Silahkan ditulis perubahan perubahan yang berpengaruh dalam keberagaman (contohnya apabila anggota komunitas, dewan, atau komposisi staf anda mulai beragam dari sisi jenis kelaminnya, suku, pendidikan, umur, budaya, agama, latar belakang asal lokasinya, bahasanya, dan lain sebagainya) dalam periode pelaporan ini. Apabila organisasi/ komunitas anda mengalami tantangan keberagaman, silahkan tuliskan juga pendapat anda.

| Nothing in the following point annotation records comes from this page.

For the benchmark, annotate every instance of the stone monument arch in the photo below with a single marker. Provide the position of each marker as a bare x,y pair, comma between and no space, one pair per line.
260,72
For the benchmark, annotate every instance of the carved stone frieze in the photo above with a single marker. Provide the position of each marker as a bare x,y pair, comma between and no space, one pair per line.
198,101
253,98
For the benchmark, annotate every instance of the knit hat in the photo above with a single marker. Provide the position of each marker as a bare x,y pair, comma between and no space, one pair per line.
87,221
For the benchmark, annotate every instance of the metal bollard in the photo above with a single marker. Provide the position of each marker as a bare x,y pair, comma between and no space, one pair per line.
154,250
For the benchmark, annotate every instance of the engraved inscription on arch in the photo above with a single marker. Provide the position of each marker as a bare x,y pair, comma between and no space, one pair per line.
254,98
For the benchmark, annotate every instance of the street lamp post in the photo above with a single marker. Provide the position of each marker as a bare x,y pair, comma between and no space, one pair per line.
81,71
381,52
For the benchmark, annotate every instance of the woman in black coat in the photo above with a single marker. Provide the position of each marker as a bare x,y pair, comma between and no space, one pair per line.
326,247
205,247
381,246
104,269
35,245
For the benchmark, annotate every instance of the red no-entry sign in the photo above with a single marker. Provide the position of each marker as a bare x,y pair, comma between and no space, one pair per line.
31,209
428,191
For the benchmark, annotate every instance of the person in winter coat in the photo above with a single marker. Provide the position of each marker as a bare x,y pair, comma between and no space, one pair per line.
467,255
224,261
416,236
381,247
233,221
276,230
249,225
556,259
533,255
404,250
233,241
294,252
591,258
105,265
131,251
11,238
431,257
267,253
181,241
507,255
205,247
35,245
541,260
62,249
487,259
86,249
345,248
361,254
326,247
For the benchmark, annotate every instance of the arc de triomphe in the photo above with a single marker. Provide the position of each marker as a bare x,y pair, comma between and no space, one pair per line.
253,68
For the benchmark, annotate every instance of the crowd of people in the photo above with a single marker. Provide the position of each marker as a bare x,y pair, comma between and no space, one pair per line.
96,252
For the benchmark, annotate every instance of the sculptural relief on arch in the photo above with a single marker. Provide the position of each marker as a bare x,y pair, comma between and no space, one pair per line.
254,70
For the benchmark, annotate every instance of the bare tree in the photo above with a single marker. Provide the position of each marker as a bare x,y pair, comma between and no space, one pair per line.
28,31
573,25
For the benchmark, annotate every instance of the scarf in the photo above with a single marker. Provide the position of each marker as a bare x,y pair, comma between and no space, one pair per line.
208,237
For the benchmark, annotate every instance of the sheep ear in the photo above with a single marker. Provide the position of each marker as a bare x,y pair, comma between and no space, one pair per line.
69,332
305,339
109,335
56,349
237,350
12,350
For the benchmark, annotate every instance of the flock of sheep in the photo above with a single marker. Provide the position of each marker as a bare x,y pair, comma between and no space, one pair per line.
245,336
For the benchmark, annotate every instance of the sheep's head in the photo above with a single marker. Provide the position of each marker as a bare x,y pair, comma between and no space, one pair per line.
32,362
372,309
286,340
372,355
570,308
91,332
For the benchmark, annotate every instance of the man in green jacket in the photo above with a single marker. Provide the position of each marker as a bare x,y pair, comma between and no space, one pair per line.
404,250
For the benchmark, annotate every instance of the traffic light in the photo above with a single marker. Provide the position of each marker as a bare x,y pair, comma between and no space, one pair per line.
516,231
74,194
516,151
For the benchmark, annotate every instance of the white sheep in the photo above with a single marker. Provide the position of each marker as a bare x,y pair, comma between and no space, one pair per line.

Tidak ada perubahan. Komposisi gender adalah 70 % pria dan 30% wanita.

7. Laporan keuangan

Silahkan masukkan pranala laporan keuangan anda disini:

Laporan keuangan termin II

8. Pengesahan

Saya, sebagai penandatangan, menyatakan bahwa saya adalah individu yang berwenang untuk menyerahkan laporan ini atas nama komunitas/ organisasi saya sesuai dengan persyaratan yang dicantumkan pada Perjanjian Hibah Cipta Media Bersama yang telah ditandatangani sebelumnya dan seluruh dana yang dibelanjakan telah dibelanjakan sesuai dengan tujuan-tujuan yang tercantum dalam permohonan hibah.